The RCMP had legal authority to forcibly enter evacuated homes during the natural disaster and even to seize loose firearms in plain view, the commission report says.
The Mounties say the guns could have posed a hazard, as there were reports of break-ins and thefts, and there were over 300 people — including one high-risk offender — who refused to evacuate.
Under the Criminal Code, such seizures did not require a court-approved warrant, but officers failed to take the necessary next step of reporting their actions to a judge.
In addition, RCMP members exceeded their authority by seizing some guns that were properly secured or that were not "in plain view," the commission found.
In all, 609 firearms were taken from 105 homes.
RCMP 'failed to comply with legal requirements'
"While RCMP members, acting on their own initiative and with little guidance, may have acted with public safety in mind, they nonetheless failed to comply with legal requirements concerning the seizure of firearms," the report says.
"Had the RCMP reported their seizures to the court, it may have addressed many of the concerns and criticisms from residents, the media, and politicians."
In June 2013, heavy rainfall caused the Highwood River to swell, uprooting trees and engulfing cars and homes.
During the crisis, RCMP, provincial and municipal police, the military, first responders and volunteers rescued some 800 people.

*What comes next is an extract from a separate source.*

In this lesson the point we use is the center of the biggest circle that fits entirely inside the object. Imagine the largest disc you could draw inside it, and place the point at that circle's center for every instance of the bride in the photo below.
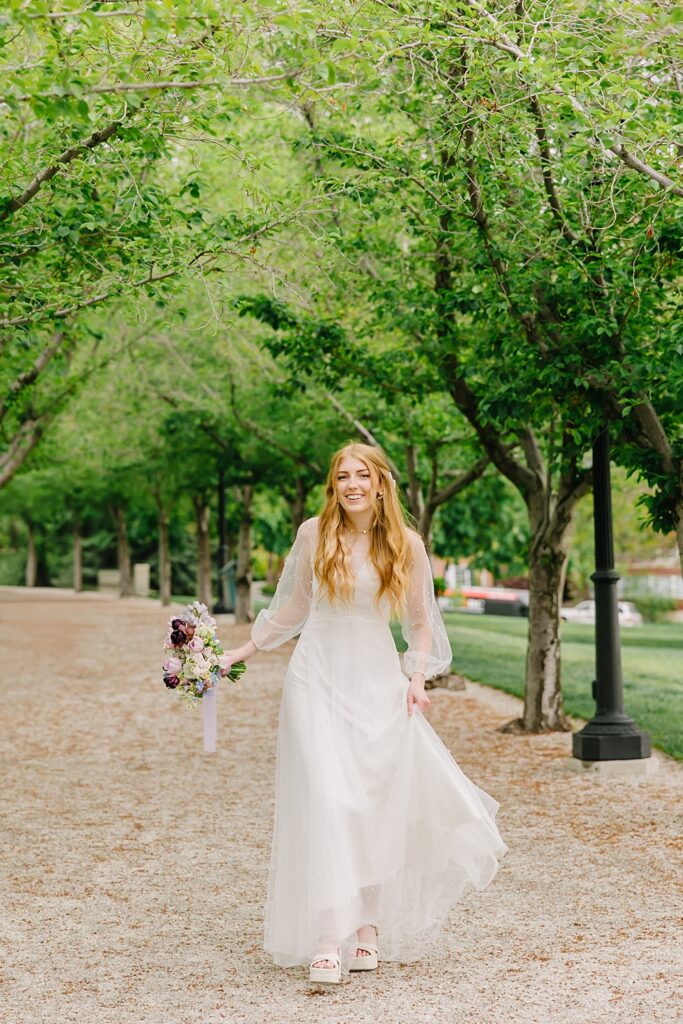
(377, 830)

Overall, emergency personnel, including the Mounties, did "a remarkable job" responding to this natural disaster in the initial days, the report says.
What should have been a story about heroic actions of many RCMP members during the devastating flood turned out to be "something far different" for the force, the commission notes.
'Contradictory or incomplete' information
Watchdog staff interviewed dozens of people and reviewed over 10,000 pages of documents, emails, notes and seizure logs, as well as more than 1,000 images and 50 videos.
The commission says RCMP leadership failed to adequately plan for communications with the public during the catastrophe, which prompted difficulties when word of the forced entries and seizures began circulating.
"What we found was that, all too often, social media filled the gap that the communications people were unable to fill," commission chairman Ian McPhail said in an interview.
"And in some instances contradictory or incomplete information was communicated to the public."
The report makes several recommendations, including creation of:
  • a national crisis communications handbook;
  • guidelines on seizure of firearms, ammunition and contraband during disasters;
  • special forms to ensure better note-taking about forced entries.
The commission will issue a final report once the RCMP responds. McPhail said he would be surprised if the recommendations were not accepted and implemented.
"They're all doable. They don't require huge expense," he said.
"They simply require a more focused attention to how to respond to natural disaster situations."